The tension between the commercial pressure to deliver freight at the lowest possible cost and the imperative to do so safely is at the heart of the perpetual struggle over hours of service, Ferro said.
The agency is obliged by law to set constraints on carriers’ ability to meet their customers’ demands.
“In an economic system that continues to try to drive the last penny out of the supply chain, transportation and trucking in particular gets squeezed the hardest because it has the least leverage,” she said.
The trucking industry is fragmented and highly competitive, with a large group of small business operators – “A David facing the Goliath of supply chain shippers.”
“That tension will always bump up against an hours of service rule.”
She added that not everyone in the industry opposes the provisions of the rule that have sparked controversy in Congress.
American Trucking Associations has been pushing legislation that would suspend the 34-hour restart provision pending completion of a study of its impact.
The agency opposes this approach, preferring to keep the provision in place while the study proceeds.
“There are large numbers of drivers who would vastly prefer to see an hours of service structure that recognized their personal demands as professionals to get proper rest, and to work within a more manageable system,” Ferro said.
As the legislative fight over the restart continues, the agency is working on several studies of the issue, she said.
It has a contract with the National Academy of Sciences for a study that’s now under way, and it recently began the process of polling stakeholders for the questions they want answered in a second study.
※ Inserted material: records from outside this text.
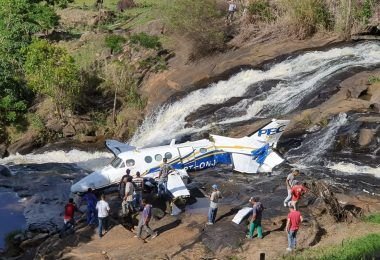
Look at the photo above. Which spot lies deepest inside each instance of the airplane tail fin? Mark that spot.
(270, 133)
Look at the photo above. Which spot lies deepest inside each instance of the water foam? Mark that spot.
(299, 77)
(86, 160)
(351, 168)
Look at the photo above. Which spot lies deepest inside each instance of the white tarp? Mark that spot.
(176, 185)
(242, 214)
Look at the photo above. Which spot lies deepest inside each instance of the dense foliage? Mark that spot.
(51, 71)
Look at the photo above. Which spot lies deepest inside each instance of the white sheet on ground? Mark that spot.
(176, 185)
(242, 214)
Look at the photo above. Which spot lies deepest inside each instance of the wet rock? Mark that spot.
(25, 145)
(35, 241)
(365, 137)
(3, 150)
(68, 131)
(54, 125)
(4, 171)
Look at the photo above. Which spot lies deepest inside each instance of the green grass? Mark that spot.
(359, 248)
(373, 218)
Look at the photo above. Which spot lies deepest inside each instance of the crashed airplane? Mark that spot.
(249, 154)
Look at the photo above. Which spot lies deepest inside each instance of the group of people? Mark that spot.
(294, 218)
(97, 213)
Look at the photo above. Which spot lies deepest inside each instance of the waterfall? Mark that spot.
(297, 78)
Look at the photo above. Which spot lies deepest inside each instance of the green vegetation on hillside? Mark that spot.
(360, 248)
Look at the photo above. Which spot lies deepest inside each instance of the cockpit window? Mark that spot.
(158, 157)
(130, 162)
(168, 155)
(116, 162)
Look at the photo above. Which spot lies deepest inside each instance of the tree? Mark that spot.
(51, 71)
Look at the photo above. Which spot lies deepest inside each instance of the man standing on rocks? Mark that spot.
(128, 197)
(145, 217)
(138, 182)
(214, 199)
(122, 183)
(256, 218)
(103, 212)
(298, 190)
(91, 201)
(289, 185)
(163, 177)
(68, 217)
(292, 225)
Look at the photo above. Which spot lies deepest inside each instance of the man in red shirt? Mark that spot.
(292, 225)
(297, 191)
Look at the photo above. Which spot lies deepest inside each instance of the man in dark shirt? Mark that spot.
(91, 201)
(257, 213)
(163, 177)
(68, 217)
(145, 217)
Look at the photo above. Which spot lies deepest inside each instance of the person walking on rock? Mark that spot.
(122, 183)
(68, 217)
(126, 205)
(298, 190)
(214, 199)
(163, 177)
(138, 182)
(289, 184)
(145, 216)
(91, 201)
(292, 226)
(255, 222)
(103, 211)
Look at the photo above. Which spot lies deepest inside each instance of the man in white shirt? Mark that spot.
(214, 199)
(289, 184)
(103, 212)
(231, 11)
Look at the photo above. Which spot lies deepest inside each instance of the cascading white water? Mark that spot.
(311, 150)
(85, 160)
(299, 77)
(351, 168)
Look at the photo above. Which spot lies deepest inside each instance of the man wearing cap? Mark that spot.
(292, 225)
(255, 222)
(214, 199)
(289, 184)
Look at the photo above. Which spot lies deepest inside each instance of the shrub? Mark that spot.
(307, 16)
(202, 22)
(261, 10)
(115, 43)
(146, 40)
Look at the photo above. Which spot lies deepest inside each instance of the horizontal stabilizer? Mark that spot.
(117, 147)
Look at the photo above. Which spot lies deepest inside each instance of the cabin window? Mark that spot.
(130, 162)
(158, 157)
(116, 162)
(168, 155)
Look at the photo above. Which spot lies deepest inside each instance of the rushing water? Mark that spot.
(297, 78)
(11, 214)
(242, 97)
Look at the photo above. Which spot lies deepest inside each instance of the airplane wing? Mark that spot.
(117, 147)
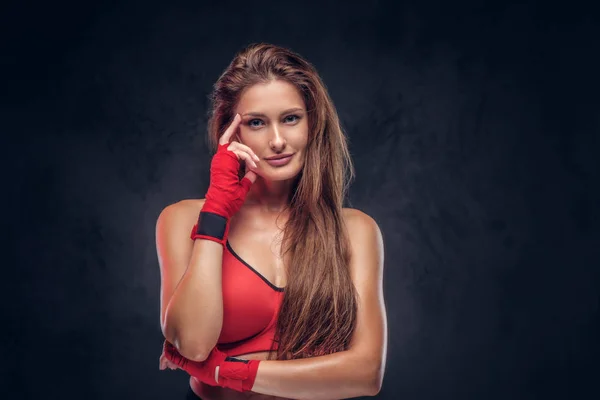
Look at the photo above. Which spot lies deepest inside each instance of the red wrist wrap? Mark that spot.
(224, 197)
(234, 373)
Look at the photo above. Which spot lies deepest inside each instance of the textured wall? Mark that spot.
(474, 132)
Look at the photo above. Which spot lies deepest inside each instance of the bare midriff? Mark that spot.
(207, 392)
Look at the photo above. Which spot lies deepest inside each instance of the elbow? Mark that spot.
(190, 349)
(374, 380)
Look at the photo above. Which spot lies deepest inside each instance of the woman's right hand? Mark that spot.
(226, 192)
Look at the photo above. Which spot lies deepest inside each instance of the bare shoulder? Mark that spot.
(357, 219)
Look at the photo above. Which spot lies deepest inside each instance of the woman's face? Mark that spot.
(274, 122)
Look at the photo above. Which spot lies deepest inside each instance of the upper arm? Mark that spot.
(174, 249)
(369, 338)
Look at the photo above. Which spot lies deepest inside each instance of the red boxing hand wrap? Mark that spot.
(234, 373)
(224, 197)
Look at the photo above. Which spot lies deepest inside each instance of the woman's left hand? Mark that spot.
(205, 371)
(165, 363)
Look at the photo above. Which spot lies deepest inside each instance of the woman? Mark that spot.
(269, 287)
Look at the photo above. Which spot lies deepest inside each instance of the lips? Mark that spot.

Another effort is targeting the impact of driver fatigue on small businesses.
The hours rule and others implemented during Ferro’s tenure have prompted some in the industry to blame Ferro for excessive regulation, even though others in the industry would like to see more regulation.
Ferro said she does not take the criticism personally.
“It’s not about me. It’s about the position and it’s about the agency’s role,” she said.
The FMCSA administrator “is not here to make friends,” she said. “The administrator is here to fulfill the letter of the law.”
Looking back, she would not have done anything differently, she said.
She added that she is not leaving the agency in response to a call from the board of the Owner-Operator Independent Drivers Association that she resign.
The opportunity from the American Association of Motor Vehicle Administrators came before “OOIDA called for my head,” she said.
One pending rule at the agency, a proposal to ban coercion of drivers by employers, shippers, receivers or brokers, is the first clear expansion of the FMCSA’s mandate deeper into the supply chain, Ferro said.
But the rule will not be a silver bullet, she added.
She encouraged carriers to use today’s market conditions, in which demand exceeds supply, to get better treatment for drivers.
“Shippers that are abusive should frankly be shut out,” she said. “I applaud any owner-operator or carrier who says to a shipper, ‘if you’re not going to pay detention time and tighten up on respect, we’re not taking your contract.'”
Ferro also said that the Department of Transportation and White House still are vetting the long-awaiting study of crash accountability in the CSA safety enforcement system. The final report is a few months away, she said.
Corrected 8/15/2014 9:45 a.m. EDT: The actual offer at AAMVA did not come before OOIDA's letter, although the opportunity did. The official offer came afterward.